Microarrays de DNA

El análisis de DNA se realiza de forma rutinaria mediante marcadores STR (Short Tandem Repeats). Sin embargo, en muestras de DNA degradado, el análisis de SNPs en fragmentos pequeños puede ser una alternativa mejor, puesto que requiere menor cantidad de muestra que los STR.

Para optimizar la técnica de los SNPs se usa lo que llamamos microarrays de DNA (que podríamos traducir como chips o matrices de DNA). El método se basa en la amplificación por PCR de las regiones de interés del estudio, es decir, aquellas que contienen los SNPs que queremos analizar, se procede a la minisecuenciación en solución de la muestra de DNA. Los ddNTP (desoxiribonucleótidos) previamente marcados con fluorescencia se incorporan en el sitio de SNP en la minisecuenciación. Posteriormente se hibrida en una matriz (microarray) que puede ser de vidrio, plástico, silicio u otros materiales. En esta matriz, encontramos una especie de pocillos en lo que hay unas sondas de DNA monocatenario fijadas en el fondo. Cuando nuestras secuencias procesadas tienen complementariedad específica con las sondas de la matriz quedan unidas, mientras que las secuencias que presenten SNPs  no complementarios no hibridarán y se perderán en el posterior lavado (para quitar los segmentos sobrantes). Los pocillos en los que ha tenido lugar esta hibridación secuencia – sonda emitirán fluorescencia, que puede ser observada mediante microscopios que permiten ver fluorescencia como el microscopio confocal o mediante láser. También existen máquinas que hacen la lectura de la fluorescencia directa, muy útil cuando utilizamos fluorescencias de diferentes colores, ya que el análisis es automático y, además, cuantifican la intensidad de la señal, útil cuando la fluorescencia se ha perdido* parcialmente.

Con esta técnica es posible determinar diferentes SNPs y luego realizar una comparación de las zonas de hibridación, ya sea de un sospechoso con el material encontrado en la escena de un crimen o bien para determinar casos de disputa legal de paternidad.

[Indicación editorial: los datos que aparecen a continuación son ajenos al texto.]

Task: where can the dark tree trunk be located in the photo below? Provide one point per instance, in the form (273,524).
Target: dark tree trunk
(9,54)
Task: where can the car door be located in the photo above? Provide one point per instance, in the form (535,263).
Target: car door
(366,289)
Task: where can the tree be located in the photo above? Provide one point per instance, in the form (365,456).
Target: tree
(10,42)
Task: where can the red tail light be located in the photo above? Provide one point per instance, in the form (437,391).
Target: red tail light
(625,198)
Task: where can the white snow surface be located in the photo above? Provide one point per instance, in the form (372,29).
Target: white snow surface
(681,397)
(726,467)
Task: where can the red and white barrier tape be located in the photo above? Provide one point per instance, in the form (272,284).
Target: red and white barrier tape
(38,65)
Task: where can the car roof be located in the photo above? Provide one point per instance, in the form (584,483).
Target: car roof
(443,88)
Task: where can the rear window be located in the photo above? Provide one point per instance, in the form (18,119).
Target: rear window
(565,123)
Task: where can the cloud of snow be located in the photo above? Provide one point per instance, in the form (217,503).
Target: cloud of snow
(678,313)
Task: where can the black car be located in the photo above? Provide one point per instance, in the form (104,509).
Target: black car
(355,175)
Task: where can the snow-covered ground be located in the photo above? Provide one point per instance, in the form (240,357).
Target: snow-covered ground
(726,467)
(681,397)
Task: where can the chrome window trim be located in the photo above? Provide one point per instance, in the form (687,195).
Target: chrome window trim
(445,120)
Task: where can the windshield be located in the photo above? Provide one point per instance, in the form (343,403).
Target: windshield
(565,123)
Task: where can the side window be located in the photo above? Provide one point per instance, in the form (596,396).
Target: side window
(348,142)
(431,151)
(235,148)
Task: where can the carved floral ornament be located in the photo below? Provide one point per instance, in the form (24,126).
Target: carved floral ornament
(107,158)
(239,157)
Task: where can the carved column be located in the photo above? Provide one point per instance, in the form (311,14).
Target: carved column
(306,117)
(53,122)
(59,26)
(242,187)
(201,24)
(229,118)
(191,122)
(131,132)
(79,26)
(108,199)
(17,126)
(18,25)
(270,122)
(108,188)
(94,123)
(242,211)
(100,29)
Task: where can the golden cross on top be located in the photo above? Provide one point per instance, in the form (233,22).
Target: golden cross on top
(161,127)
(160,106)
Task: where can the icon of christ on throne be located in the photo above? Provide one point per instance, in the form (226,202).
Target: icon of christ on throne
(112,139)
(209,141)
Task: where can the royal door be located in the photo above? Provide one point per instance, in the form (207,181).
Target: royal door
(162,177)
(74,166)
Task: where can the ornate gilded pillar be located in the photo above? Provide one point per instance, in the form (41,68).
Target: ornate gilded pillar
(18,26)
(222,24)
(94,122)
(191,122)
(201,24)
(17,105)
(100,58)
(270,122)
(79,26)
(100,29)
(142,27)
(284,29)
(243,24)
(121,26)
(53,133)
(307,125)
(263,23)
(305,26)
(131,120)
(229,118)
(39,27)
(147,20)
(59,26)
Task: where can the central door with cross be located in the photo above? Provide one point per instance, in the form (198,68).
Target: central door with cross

Las ventajas de este método son principalmente el hecho que están muy automatizadas y robotizadas, aminorando la manipulación de las muestras, en un solo proceso se pueden analizar un gran número de SNPs diferentes, tienen una alta reproducibilidad (se puede repetir varias veces el proceso y los resultados no serán significativamente diferentes), son muy específicas gracias al uso de secuencias cortas.

También presentan algunas limitaciones, las más importante es que la automatización y robotización requiere equipamiento especializado, que es muy caro. En general, es un método caro de análisis.